Prayer can include complaints. We can complain to God. Psalms 142:1 says, “I cry to the Lord with my voice; with my voice to the Lord do I make supplications.” Philippians 2:14 tells us to do everything without complaining and arguing. We are human; humans like to complain and grumble and argue. Hence the reason God had Paul pen this verse. So, instead of being a grumbler or a complainer to others – take your complaints to Him. He’s big enough to handle it. I find that the times I go to Him and complain He shows me things about myself that I’m not seeing. It’s really freeing and yes, it’s convicting.
Prayer is essential. We must join together and pray. My husband Kent and I have always been passionate about the local church and have learned first-hand the importance of prayer. Jim Cymbala, the pastor of Brooklyn Tabernacle in Brooklyn, NY said, “The main instrument of our church is PRAYER.” John Piper says that “Prayer should be the ENGINE OF YOUR CHURCH.” AMEN! AMEN! AMEN!!!
- Praying together brings unity.

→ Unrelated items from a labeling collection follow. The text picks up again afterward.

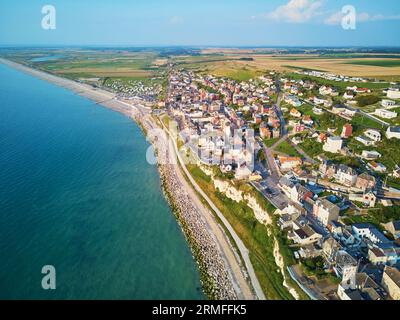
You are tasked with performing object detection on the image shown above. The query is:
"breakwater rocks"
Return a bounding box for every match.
[134,110,237,300]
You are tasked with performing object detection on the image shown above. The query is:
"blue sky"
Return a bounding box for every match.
[0,0,400,46]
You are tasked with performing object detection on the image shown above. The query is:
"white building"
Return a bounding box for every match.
[375,109,397,119]
[364,129,382,142]
[387,88,400,99]
[381,99,396,108]
[323,137,343,153]
[335,164,358,187]
[386,127,400,139]
[313,199,340,227]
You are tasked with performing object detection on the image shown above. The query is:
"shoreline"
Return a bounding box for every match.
[0,59,256,300]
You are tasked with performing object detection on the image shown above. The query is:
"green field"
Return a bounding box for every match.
[346,59,400,68]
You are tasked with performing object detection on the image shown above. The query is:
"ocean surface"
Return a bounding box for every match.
[0,64,204,299]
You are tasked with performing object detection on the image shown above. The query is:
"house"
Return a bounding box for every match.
[381,99,396,108]
[235,165,252,180]
[386,127,400,139]
[313,199,340,227]
[322,236,342,265]
[383,220,400,239]
[343,91,355,100]
[332,104,347,114]
[293,123,306,133]
[382,267,400,300]
[319,160,337,179]
[290,108,301,118]
[352,223,390,245]
[313,107,324,116]
[285,94,301,108]
[349,190,378,208]
[356,136,375,147]
[289,223,323,246]
[253,114,262,124]
[341,123,353,139]
[338,273,384,301]
[361,150,382,160]
[302,116,314,126]
[317,132,328,143]
[375,109,398,119]
[279,177,314,204]
[355,88,371,93]
[356,173,376,191]
[278,156,303,171]
[364,129,382,142]
[386,88,400,99]
[368,247,387,265]
[335,164,358,187]
[323,137,343,153]
[260,127,272,140]
[319,86,339,96]
[313,97,326,105]
[368,245,400,266]
[368,161,387,173]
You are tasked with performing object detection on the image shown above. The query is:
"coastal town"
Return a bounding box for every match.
[1,50,400,300]
[119,65,400,300]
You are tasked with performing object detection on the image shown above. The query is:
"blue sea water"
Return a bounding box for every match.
[0,64,204,299]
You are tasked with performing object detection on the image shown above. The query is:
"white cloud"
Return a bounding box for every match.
[263,0,323,23]
[169,16,184,25]
[324,11,400,25]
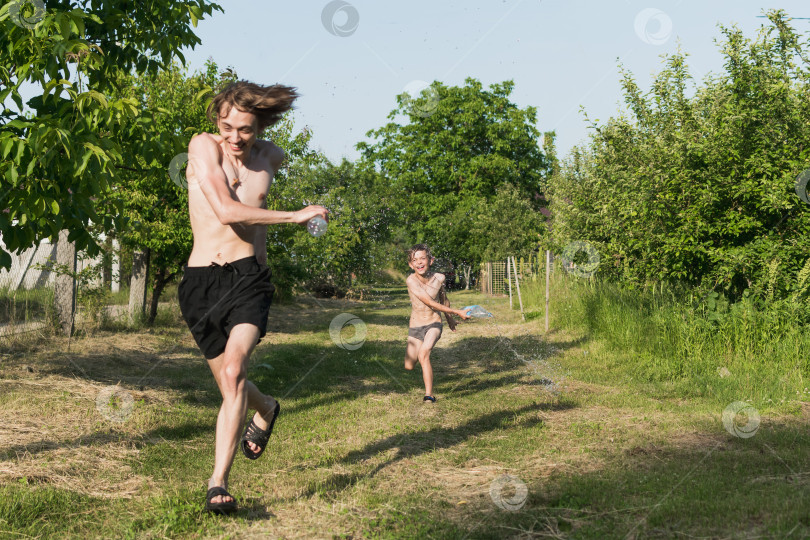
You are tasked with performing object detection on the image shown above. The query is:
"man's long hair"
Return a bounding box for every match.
[206,81,298,133]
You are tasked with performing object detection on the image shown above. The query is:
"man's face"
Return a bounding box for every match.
[408,251,433,276]
[217,106,259,159]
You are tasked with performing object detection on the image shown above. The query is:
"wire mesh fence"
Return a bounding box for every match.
[478,251,554,295]
[0,240,134,345]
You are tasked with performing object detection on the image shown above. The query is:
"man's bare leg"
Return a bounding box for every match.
[405,336,422,371]
[417,328,441,396]
[405,328,441,396]
[208,324,275,503]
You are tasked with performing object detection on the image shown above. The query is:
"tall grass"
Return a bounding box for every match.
[521,268,810,407]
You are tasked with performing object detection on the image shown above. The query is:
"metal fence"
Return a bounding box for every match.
[0,235,127,339]
[478,251,553,295]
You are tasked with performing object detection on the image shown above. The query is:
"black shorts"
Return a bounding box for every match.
[177,257,276,360]
[408,322,442,341]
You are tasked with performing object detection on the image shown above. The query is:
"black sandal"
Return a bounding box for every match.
[205,486,236,516]
[242,401,281,459]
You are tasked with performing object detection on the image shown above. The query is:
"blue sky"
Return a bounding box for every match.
[186,0,810,161]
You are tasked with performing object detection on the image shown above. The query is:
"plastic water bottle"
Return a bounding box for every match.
[461,304,493,318]
[307,216,326,237]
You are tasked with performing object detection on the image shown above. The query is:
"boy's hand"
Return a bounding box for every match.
[444,313,456,332]
[455,309,470,321]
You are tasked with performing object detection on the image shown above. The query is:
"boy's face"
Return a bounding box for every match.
[408,251,433,276]
[217,105,259,159]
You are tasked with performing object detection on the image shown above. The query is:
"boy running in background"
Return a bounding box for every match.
[405,244,470,403]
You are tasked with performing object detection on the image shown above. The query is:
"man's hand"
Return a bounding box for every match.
[455,309,470,321]
[293,204,329,225]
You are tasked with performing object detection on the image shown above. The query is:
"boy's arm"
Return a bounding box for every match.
[439,284,456,332]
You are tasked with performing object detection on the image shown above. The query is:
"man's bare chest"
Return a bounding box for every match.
[222,160,273,208]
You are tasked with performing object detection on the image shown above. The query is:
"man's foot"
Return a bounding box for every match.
[242,401,281,459]
[205,486,236,515]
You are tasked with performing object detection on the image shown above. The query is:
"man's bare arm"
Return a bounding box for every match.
[439,284,456,332]
[188,134,328,225]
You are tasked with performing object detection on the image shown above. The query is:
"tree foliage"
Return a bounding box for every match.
[358,79,548,264]
[0,0,220,267]
[552,11,810,308]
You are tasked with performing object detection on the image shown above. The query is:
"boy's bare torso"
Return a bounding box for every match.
[186,134,283,266]
[405,273,444,328]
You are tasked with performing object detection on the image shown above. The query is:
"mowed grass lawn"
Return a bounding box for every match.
[0,289,810,539]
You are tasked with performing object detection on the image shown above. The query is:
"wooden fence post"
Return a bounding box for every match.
[53,231,76,336]
[546,250,551,332]
[512,257,526,321]
[129,249,149,322]
[506,257,512,309]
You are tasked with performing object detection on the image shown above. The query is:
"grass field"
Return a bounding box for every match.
[0,289,810,539]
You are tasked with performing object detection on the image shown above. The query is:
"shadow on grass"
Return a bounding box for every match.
[0,417,216,459]
[301,401,576,497]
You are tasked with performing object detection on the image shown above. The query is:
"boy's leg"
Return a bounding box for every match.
[405,336,422,370]
[208,324,275,503]
[417,328,442,396]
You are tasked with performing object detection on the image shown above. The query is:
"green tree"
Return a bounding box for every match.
[0,0,221,268]
[552,11,810,306]
[358,79,548,274]
[470,184,546,261]
[268,156,391,300]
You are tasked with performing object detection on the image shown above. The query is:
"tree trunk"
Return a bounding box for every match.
[129,249,149,322]
[110,239,121,292]
[54,231,76,336]
[146,268,177,325]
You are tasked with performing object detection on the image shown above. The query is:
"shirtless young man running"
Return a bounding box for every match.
[178,81,328,514]
[405,244,470,402]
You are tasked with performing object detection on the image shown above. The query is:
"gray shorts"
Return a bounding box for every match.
[408,323,442,341]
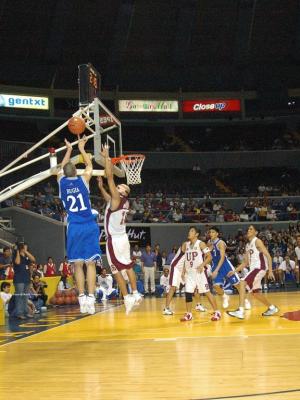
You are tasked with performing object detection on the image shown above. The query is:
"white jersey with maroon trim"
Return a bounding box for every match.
[185,240,209,272]
[246,237,267,271]
[104,197,129,236]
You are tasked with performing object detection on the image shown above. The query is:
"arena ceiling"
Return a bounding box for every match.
[0,0,300,91]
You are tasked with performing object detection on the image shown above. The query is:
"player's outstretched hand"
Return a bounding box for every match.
[97,176,103,188]
[78,135,88,151]
[268,271,275,281]
[65,139,72,150]
[100,144,109,158]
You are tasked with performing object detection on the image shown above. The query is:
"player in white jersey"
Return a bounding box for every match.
[163,242,206,315]
[181,227,221,322]
[227,225,278,319]
[163,242,186,315]
[98,146,142,314]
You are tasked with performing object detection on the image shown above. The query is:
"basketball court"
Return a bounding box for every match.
[0,292,300,400]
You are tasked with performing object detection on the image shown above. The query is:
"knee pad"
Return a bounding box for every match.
[185,292,193,303]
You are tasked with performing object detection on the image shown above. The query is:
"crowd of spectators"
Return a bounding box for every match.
[1,177,300,223]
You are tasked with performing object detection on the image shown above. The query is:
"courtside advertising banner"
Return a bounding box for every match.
[182,99,241,113]
[119,100,178,113]
[0,94,49,110]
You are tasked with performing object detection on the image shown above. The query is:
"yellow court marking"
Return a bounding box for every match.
[0,293,300,400]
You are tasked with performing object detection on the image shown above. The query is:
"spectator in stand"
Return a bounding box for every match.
[59,256,73,278]
[141,244,156,295]
[278,256,299,287]
[0,282,12,312]
[161,251,167,268]
[44,257,56,277]
[22,197,31,210]
[156,267,170,297]
[57,275,73,292]
[30,273,48,312]
[96,268,118,302]
[154,243,163,271]
[172,208,182,222]
[13,243,35,319]
[0,247,12,280]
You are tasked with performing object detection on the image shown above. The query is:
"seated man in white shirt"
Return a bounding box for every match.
[96,268,118,302]
[156,267,170,297]
[278,255,299,287]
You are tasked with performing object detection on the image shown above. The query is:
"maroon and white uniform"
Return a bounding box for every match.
[169,246,185,288]
[243,237,267,292]
[184,240,209,293]
[104,196,134,274]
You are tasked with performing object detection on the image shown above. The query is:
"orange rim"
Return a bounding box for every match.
[111,154,145,164]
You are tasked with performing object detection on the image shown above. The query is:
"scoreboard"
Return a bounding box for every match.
[78,63,101,107]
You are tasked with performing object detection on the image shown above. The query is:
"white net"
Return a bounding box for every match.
[120,154,145,185]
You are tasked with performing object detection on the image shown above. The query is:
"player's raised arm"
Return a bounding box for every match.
[101,145,121,210]
[255,239,275,280]
[78,136,93,182]
[198,242,212,272]
[57,139,73,180]
[97,176,111,203]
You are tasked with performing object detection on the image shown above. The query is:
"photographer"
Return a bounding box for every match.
[13,243,35,319]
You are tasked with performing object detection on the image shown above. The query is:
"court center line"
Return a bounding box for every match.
[191,389,300,400]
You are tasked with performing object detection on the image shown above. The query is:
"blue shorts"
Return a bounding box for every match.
[212,260,240,286]
[67,221,101,262]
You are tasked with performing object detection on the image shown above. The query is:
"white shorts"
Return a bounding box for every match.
[169,266,184,288]
[243,268,267,292]
[185,269,210,294]
[106,234,134,274]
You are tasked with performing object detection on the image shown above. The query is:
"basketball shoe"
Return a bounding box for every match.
[132,292,143,306]
[195,303,207,312]
[226,308,245,319]
[78,294,87,314]
[163,308,174,315]
[245,299,252,310]
[223,293,229,308]
[180,313,193,322]
[86,294,96,315]
[262,304,279,317]
[211,311,221,321]
[124,294,135,315]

Acts 2:44 talks about the early Christians meeting together and being devoted to prayer.
- Praying together gives us courage/boldness. In Acts 4:29 the apostles prayed that God would give them boldness in preaching the word.
- Praying together strengthens our faith. When we are weak we can lean on the strength of others. That’s why Proverbs says over and over to surround yourself with righteous people.
- Praying together helps keep the proper perspective. Colossians 3:13-14 tells us to “Make allowance for each other’s faults, and forgive anyone who offends you. Remember, the Lord forgave you, so you must forgive others. 14 Above all, clothe yourselves with love, which binds us all together in perfect harmony.
So, with less than 12 days until Christmas, what are you going to do? Here’s some suggestions:
- Pray a specific prayer each day. Better yet, get together with some family members or some friends and commit to praying specific prayers for the next 12 days. Our Life Group is doing this. Every morning I send out a text of what we’re focusing on that day. It might be our Pastor, the Christmas Service, our family, college students, etc. Oh, what unity that can bring.
- Find 12 different times/places during the day where you can pause and pray. That’s not as difficult as it may seem. Jesus prayed in the morning, on the mountain, in the boat, in the temple, with His friends. He prayed kneeling, standing, walking, sitting. We can pray this way too.
- Pray 12 “thankful” prayers all day. It might be things like…. Thank you, Lord that I have a job. Thank you, Lord that traffic wasn’t so bad. Thank you, Lord for my friend who inspires me. Thank you, Lord that I have clothes to wash. Thank you, Lord for a new day.
- Set your alarm 12 times a day and pause for a moment and pray. It works for me with drinking water. I set my alarm at 9, 11, 1 and 3 as a reminder for me to drink more water. Just so you know, the alarm will go off even if your phone is on silent. It’s become the joke around the office – my alarm goes off and you can hear a number of my dear friends say; “Drink more water, Marie”. Imagine the impact an alarm can have on our prayer life if we set it as a reminder to pray.